Lecito pensare, non sia stato un caso, quindi; il talento, impersonificato nel gioiellino ex Ancona, sospinto da tutte le caratteristiche di cui sopra, al diciottesimo di Maceratese-Montefano è volato in senso lato. Non dopo aver già fatto le prove generali con una coordinazione simile qualche manciata di secondi prima, su quel pallone spiovente all’interno dell’area di rigore Ruani ha elevato oltre sé stesso i propri compagni inevitabilmente increduli davanti a cotanta eleganza. Ponendosi per qualche frazione di secondo, al centro di un mondo che ha visto splendidamente capovolto. Un mondo da 1-0 e palla al centro diverso da tutti gli altri. Tra l’altro si sa, quello di rovesciata è il gol che tutti sognano di fare almeno una volta nella vita.
Ciao Edoardo, benvenuto su VallesinaTV!
-Ciao a tutti e grazie per l’invito e l’attenzione!
Non possiamo non partire da quel frame: palla che scende giù e tu, che ti immagini?
-Non ho immaginato molto…l’ho fatta e basta. Poi, rialzandomi da terra e realizzando che per quella volta la cosa era andata in porto ho esultato all’impazzata. Una delle sensazioni più vicine al concetto di “figata” mai provate in vita mia.
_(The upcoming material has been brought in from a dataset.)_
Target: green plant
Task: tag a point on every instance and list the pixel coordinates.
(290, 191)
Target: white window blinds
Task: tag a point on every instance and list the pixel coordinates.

Un gesto come quello non si allena; eppure tu le misure per provarci l’avevi già prese qualche minuto prima colpendo l’incrocio: in qualche modo te la sentivi dentro quella giocata?
–Si, esatto. Nel primo caso essendomi ritrovato un po’ troppo distante dalla palla ho colpito con un minor margine di calcolo. In occasione dell’1-0 invece l’ho vista arrivare proprio bene e credo di essermi aiutato con questo.
Più in generale, quanto ti aiuta il lavoro che state facendo per dare spazio ai tuoi sprazzi di talento?
–Tantissimo. Nella passata stagione a Macerata, un’po’ per qualche mia noia fisica di troppo ed un po’ per circostanze ulteriori, ho fatto più fatica. Quest’anno sto avendo più continuità e lavorando in un ambiente in cui si respira fiducia non posso che rendere meglio.
La fiducia, quindi, è elemento centrale nel percorso corrente. Come si guadagna con un allenatore come il vostro?
–Non ti saprei dire con certezza…a dire il vero, l’abbiamo sentita tutti quanti allo stesso modo sin dall’inizio. Quando ti arriva in maniera coerente e spontanea poi non può che esser ricambiata con la stessa moneta. Soprattutto per questo stiamo remando tutti verso lidi di belle speranze.
Anche perché nel vostro personalissimo passato recente, durante la scorsa stagione mentre Possanzini sedeva sulla panchina cremisi vi eravate punzecchiati…
–Cose di campo… (ride, ndr) che sono finite ovviamente li dove iniziarono. Con il mister c’eravamo incrociati più volte tra coppa e campionato nella passata stagione e, difendendo i rispettivi colori, alle volte l’agonismo prese il sopravvento. Quando ho appreso che avrei avuto modo di lavorarci assieme ad inizio stagione mi sono messo subito a confronto con una persona seria e decisa. Che io, come tutti gli altri, voglio ripagare mostrandomi completamente a disposizione.